Dealing With Anxiety Post Lockdown
The pandemic wasn’t the easiest for anyone- especially those that live alone.
But what people forget is we also have our inner demons to deal with. Spending a lot of time by yourself leaves you so vulnerable to the point where you find yourself dealing with past trauma you didn’t even know you had. It was not until recently that I decided it was time to get therapy.
People would often see it as being weak but finally accepting that you have deep traumas and the way that you’re trying to overcome them isn’t healthy is the first step to getting better. I feel like the importance of mental health isn’t regarded as much and people will say, “just be happy, other people wish they were you.”
And the question is, what if I don’t want to be me anymore?
I would say I get anxious lately either because I’m overwhelmed with work and assignments or because I think I could do better than I already am, which often causes me to procrastinate. Writing has somehow made me feel at ease, as I can express myself better on paper than verbally as I easily lose composure and begin to cry.

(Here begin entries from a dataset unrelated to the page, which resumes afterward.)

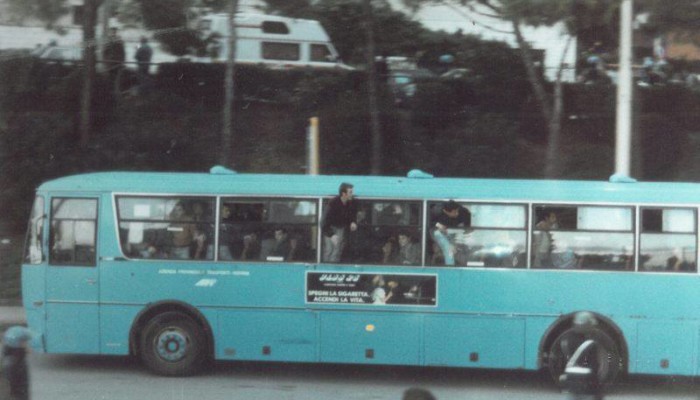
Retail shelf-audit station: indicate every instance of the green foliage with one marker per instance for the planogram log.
(47, 11)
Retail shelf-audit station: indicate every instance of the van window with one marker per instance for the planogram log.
(275, 27)
(280, 51)
(321, 53)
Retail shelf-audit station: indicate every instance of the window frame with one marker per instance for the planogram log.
(265, 49)
(428, 227)
(266, 200)
(696, 233)
(208, 198)
(52, 218)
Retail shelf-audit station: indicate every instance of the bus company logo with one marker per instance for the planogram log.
(339, 278)
(206, 282)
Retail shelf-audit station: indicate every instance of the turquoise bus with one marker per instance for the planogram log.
(182, 268)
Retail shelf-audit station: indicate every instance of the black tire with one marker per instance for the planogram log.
(172, 344)
(610, 355)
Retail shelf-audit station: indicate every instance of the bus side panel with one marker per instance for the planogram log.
(666, 348)
(115, 323)
(480, 342)
(266, 335)
(535, 329)
(72, 328)
(33, 293)
(370, 338)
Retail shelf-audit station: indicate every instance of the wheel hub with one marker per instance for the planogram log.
(171, 345)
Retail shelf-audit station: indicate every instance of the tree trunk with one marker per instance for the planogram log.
(90, 20)
(227, 129)
(375, 126)
(550, 113)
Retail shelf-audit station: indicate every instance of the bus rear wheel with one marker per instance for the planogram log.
(172, 344)
(609, 357)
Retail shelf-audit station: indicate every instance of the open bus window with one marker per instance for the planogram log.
(668, 240)
(73, 231)
(583, 237)
(177, 228)
(33, 248)
(273, 230)
(495, 237)
(388, 232)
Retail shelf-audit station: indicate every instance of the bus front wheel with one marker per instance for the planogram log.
(610, 359)
(172, 344)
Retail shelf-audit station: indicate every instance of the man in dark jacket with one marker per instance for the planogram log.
(341, 217)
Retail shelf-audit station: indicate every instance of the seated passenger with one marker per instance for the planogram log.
(226, 234)
(281, 247)
(182, 233)
(452, 215)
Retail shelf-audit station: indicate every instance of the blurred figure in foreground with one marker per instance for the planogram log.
(14, 374)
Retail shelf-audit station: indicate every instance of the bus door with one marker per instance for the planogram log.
(72, 289)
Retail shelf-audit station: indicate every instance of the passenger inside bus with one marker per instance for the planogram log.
(280, 247)
(452, 215)
(182, 232)
(401, 250)
(543, 243)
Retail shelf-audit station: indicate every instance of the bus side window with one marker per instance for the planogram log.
(668, 240)
(73, 231)
(34, 246)
(179, 228)
(388, 233)
(583, 237)
(498, 236)
(273, 230)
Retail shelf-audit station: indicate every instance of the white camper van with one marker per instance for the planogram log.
(279, 42)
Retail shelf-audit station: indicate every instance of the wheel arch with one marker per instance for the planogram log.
(565, 322)
(165, 306)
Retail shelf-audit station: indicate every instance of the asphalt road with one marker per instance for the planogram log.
(59, 377)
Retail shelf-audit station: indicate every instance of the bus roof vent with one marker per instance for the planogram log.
(416, 173)
(621, 178)
(219, 170)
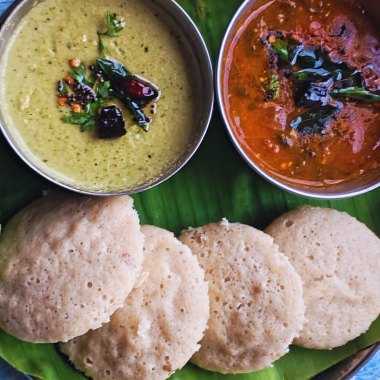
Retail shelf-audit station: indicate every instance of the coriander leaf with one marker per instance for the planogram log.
(80, 74)
(113, 69)
(314, 121)
(356, 94)
(85, 120)
(102, 45)
(113, 28)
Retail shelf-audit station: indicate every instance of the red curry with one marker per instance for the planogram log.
(349, 145)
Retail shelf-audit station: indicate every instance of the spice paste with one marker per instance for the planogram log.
(56, 31)
(260, 101)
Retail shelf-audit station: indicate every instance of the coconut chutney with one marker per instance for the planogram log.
(37, 55)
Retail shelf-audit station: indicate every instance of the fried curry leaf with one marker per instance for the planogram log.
(312, 75)
(272, 89)
(355, 80)
(113, 69)
(315, 94)
(113, 28)
(314, 121)
(85, 120)
(310, 57)
(286, 50)
(357, 94)
(103, 90)
(138, 114)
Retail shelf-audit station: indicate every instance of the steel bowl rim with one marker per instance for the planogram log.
(8, 13)
(218, 86)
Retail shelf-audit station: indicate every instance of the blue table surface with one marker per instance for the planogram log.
(372, 369)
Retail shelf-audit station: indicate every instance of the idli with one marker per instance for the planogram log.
(338, 259)
(67, 262)
(256, 305)
(163, 319)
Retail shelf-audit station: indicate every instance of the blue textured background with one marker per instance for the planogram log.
(371, 371)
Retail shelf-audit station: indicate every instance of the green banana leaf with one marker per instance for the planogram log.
(215, 183)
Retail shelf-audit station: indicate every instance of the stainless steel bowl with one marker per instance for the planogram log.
(203, 78)
(366, 182)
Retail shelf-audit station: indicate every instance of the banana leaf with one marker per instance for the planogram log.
(215, 183)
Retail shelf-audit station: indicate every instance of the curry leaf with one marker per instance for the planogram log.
(103, 90)
(85, 120)
(113, 69)
(315, 120)
(356, 94)
(138, 114)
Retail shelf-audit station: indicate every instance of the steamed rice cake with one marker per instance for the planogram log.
(163, 319)
(256, 305)
(338, 259)
(67, 262)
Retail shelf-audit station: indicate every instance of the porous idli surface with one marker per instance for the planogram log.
(163, 319)
(67, 263)
(256, 305)
(338, 259)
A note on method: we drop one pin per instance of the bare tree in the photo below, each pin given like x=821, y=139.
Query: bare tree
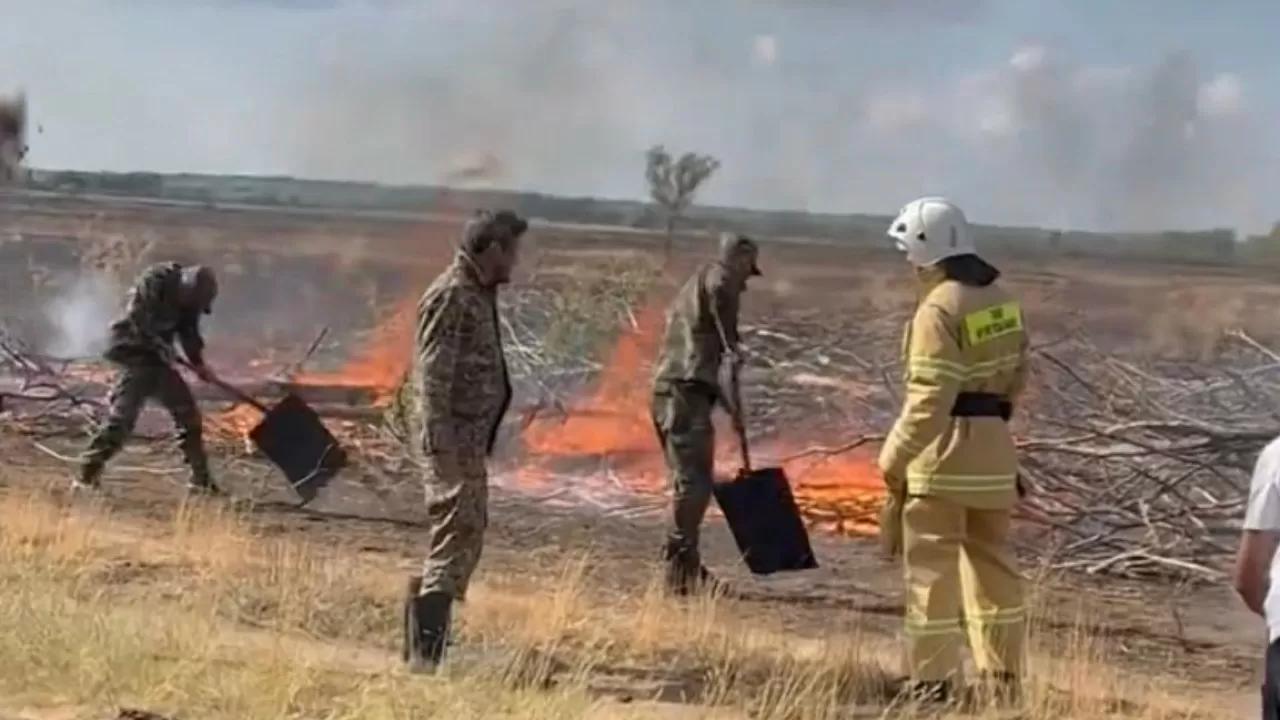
x=673, y=182
x=13, y=146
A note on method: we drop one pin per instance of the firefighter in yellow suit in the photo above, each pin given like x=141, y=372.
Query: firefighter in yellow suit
x=949, y=463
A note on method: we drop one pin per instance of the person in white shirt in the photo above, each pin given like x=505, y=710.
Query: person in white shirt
x=1256, y=563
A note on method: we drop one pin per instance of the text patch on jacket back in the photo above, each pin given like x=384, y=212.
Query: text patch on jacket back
x=990, y=323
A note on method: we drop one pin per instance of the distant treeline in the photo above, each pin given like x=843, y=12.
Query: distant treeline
x=1208, y=246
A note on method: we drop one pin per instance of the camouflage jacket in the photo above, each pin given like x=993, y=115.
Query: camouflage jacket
x=154, y=317
x=700, y=322
x=461, y=388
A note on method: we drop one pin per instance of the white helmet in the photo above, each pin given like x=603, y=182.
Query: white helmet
x=929, y=229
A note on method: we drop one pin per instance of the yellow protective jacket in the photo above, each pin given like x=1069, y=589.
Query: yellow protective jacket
x=961, y=338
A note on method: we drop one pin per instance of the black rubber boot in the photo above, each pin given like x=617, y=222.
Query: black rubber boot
x=426, y=628
x=205, y=486
x=90, y=477
x=928, y=693
x=1001, y=689
x=685, y=575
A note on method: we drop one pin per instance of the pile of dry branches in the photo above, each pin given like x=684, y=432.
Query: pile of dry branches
x=1136, y=468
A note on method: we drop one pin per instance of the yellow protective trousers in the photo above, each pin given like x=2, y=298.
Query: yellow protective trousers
x=960, y=579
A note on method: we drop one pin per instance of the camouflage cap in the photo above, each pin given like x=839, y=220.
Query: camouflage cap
x=732, y=245
x=200, y=286
x=488, y=227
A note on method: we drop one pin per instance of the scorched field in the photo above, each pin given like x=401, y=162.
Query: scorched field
x=1153, y=388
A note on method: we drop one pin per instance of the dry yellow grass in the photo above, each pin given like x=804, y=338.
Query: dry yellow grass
x=204, y=618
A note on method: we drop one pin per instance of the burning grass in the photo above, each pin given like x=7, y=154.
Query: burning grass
x=202, y=615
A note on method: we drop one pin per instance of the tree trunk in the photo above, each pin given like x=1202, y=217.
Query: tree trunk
x=670, y=240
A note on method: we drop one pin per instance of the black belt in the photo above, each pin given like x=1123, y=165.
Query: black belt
x=982, y=405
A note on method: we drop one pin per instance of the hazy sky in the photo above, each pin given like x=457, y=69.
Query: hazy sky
x=1080, y=113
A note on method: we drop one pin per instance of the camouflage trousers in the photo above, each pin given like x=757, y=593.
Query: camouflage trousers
x=133, y=387
x=682, y=420
x=457, y=510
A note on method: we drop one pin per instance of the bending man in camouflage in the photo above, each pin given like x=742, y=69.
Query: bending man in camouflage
x=462, y=392
x=702, y=328
x=165, y=302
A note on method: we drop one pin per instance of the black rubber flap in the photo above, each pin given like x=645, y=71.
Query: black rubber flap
x=766, y=522
x=293, y=437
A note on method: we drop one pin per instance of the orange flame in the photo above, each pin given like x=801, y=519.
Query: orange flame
x=612, y=429
x=839, y=492
x=384, y=359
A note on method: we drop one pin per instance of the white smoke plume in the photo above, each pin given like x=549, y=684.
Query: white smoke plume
x=80, y=317
x=809, y=104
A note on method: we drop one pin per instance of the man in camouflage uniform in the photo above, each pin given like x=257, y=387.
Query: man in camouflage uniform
x=461, y=393
x=165, y=302
x=702, y=328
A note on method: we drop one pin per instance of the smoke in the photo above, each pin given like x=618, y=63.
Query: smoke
x=80, y=317
x=809, y=104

I think the most challenging point was the beginning of the pandemic. I wasn’t living alone, I had gone back home and was living with my family. It was great and all but deep down I wasn’t happy with myself. I had gained weight and had a slight binge phase in which I thought eating would solve my problems. But when I realized I had gained what I perceived to be a lot of weight, I got depressed to a point that I began to starve myself thinking I was not good enough. I’m not the best at opening up to people as people don’t often listen when I speak, and it feels like you’re just talking to a brick wall.
I realized I needed to get therapy when I had a really bad breakdown a few weeks ago. I felt broken… lost. People do check in on me and I always say ‘I’m great, never better, cause I’m always seen as this happy carefree girl that has her life together but in reality, I don’t have a clue what I’m doing.
I would say since I started therapy I’ve felt better mentally and emotionally. I’m still struggling but I hope I get better. Saying you go to therapy shouldn’t be something to be embarrassed about, you should be proud that you want to get better and truly be happy with life. Going to therapy doesn’t mean you’re a drug addict or a sex addict. Sometimes you need a hand to understand why you feel the way you feel, and google doesn’t have all the answers.
Post lockdown, it feels like my anxiety levels are constantly fluctuating and suffering from FOMO by constantly accepting every invitation and feeling exhausted the moment I get there. As an introvert, it’s been quite hard to balance my energy levels and how much I’m willing to go out and interact with people.
Many of my friends and my inner circle would consider me an extroverted ambivert, but I typically spend more time by myself.
Hopefully, this helps someone dealing with FOMO.